2020 könnte es zu neuen Dürre-Rekorden in Deutschland kommen. Doch selbst wenn nicht: Die Feuchtgebiete trocknen aus. Eine Notstandsmeldung aus Schleswig-Holstein und Brandenburg.

Zu Jahresbeginn herrschte in Schleswig-Holstein wochenlang Jahresbeginn Land unter. Es regnete fast ununterbrochen und bis Anfang März standen viele Felder unter Wasser. Und dann? Wurde es trocken. Sehr trocken. In zwei Monaten fiel fast kein Regentropfen mehr im hohen Norden. Der Wind trocknete die Böden aus.

Heiko Wendell-Andresen führt einen Milchviehfutterbaubetrieb in Beringstedt. Der Hof liegt etwa auf halber Strecke zwischen Rendsburg und Itzehoe. Die Landschaft hier wird Geest genannt. Die Böden sind deutlich sandiger und trockener als in der küstennahen Marsch oder im östlichen Hügelland. 

Der Regen der letzten Tage reicht für zwei Wochen

Wendell-Andresens Betrieb hat 520 Milchkühe und etwa noch einmal so viel Jungvieh. Damit die mehr als 1000 Tiere satt werden, ist der Hof auf gute Ernten angewiesen. Grundlage dafür liefern 400 Hektar Grünland und noch mal 300 Hektar Ackerbau mit Mais, Getreide und einer Mischkultur aus Mais und Sonnenblumen. 

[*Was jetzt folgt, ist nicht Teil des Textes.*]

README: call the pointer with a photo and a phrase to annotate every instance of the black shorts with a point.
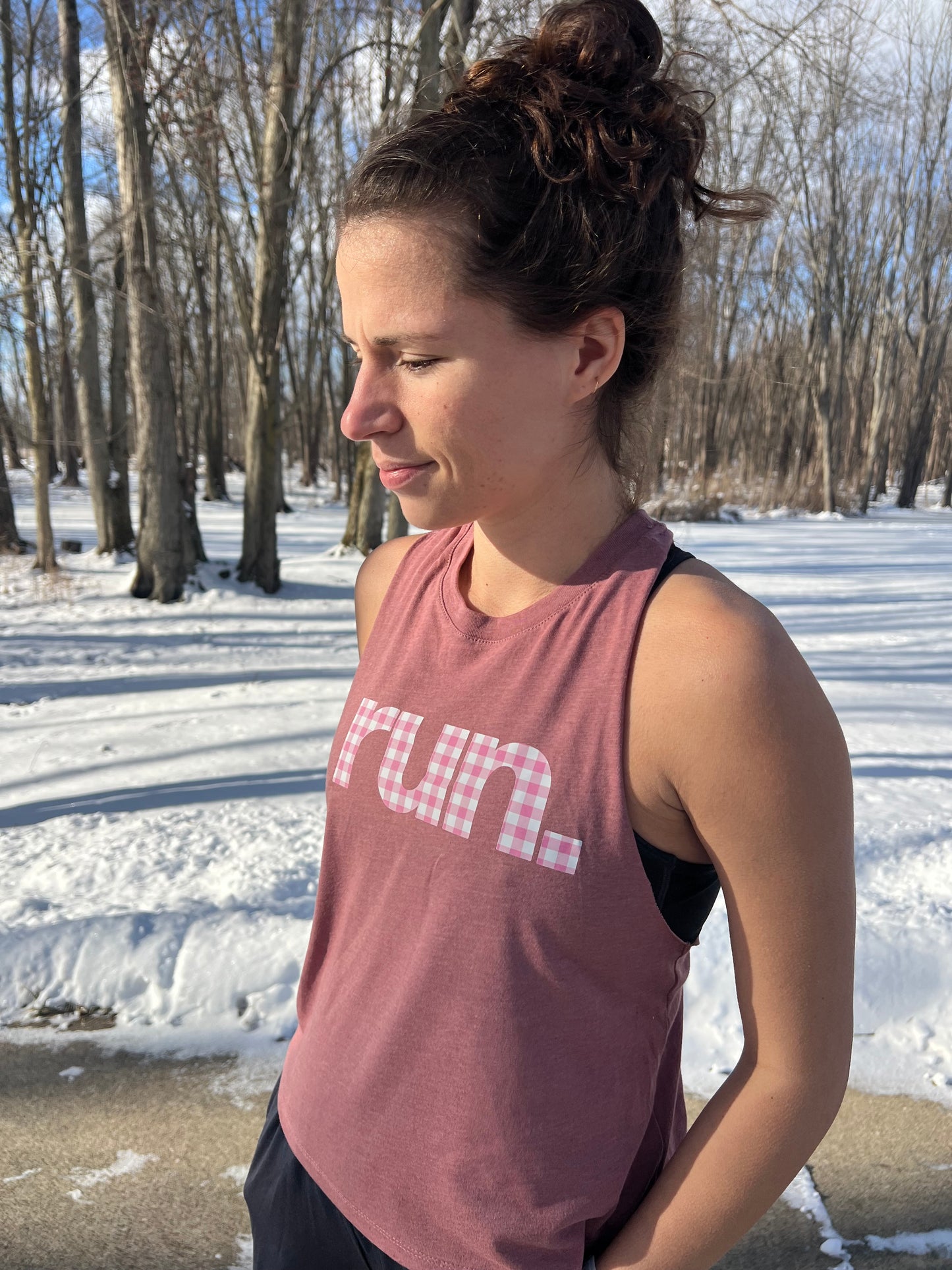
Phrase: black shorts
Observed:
(294, 1223)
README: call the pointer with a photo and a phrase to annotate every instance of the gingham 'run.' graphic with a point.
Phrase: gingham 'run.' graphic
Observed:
(523, 816)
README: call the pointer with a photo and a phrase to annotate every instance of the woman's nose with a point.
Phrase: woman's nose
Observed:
(368, 411)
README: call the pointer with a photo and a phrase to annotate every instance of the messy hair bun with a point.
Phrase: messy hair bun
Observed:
(563, 167)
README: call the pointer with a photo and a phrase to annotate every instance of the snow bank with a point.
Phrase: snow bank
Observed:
(161, 798)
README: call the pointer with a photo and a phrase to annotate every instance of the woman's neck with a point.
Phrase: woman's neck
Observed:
(520, 558)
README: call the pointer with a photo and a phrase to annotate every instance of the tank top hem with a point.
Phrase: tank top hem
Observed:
(385, 1241)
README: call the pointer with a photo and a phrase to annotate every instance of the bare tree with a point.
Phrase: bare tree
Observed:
(164, 546)
(89, 398)
(23, 197)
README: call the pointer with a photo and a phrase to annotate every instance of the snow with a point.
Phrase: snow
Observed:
(126, 1163)
(804, 1196)
(161, 789)
(919, 1245)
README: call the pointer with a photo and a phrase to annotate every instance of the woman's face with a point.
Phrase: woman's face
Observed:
(449, 385)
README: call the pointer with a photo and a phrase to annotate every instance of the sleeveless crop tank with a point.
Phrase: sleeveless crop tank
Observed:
(486, 1068)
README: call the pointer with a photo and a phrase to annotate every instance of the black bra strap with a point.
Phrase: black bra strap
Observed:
(675, 556)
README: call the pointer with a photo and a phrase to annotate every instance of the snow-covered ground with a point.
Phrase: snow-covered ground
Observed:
(161, 779)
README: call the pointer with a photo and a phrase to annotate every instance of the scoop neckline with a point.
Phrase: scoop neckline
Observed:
(483, 626)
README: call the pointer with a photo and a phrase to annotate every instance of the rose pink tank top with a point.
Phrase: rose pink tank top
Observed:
(486, 1071)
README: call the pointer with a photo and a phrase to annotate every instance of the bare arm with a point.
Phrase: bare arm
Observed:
(372, 579)
(754, 756)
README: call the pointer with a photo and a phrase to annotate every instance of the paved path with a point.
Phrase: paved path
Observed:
(138, 1165)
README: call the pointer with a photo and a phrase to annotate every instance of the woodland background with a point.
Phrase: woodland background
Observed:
(167, 279)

25 Millimeter Regen sind in den letzten Tagen gefallen. Das bedeutet etwas mehr Grün und etwas mehr Entspannung für den Milchviehhalter mit Blick auf den Futternachschub. Doch wohin die Reise in diesem Jahr gehen wird, kann Heiko Wendell-Andresen noch nicht sagen:

"Für die nächsten zwei Wochen reicht das erst mal. Aber wir sind ja noch ganz am Anfang des Jahres. Die Böden sind trocken. Die sind auch noch trocken vom letzten Sommer. Der Grundwasserspiegel ist niedrig – wir bräuchten noch mehr." 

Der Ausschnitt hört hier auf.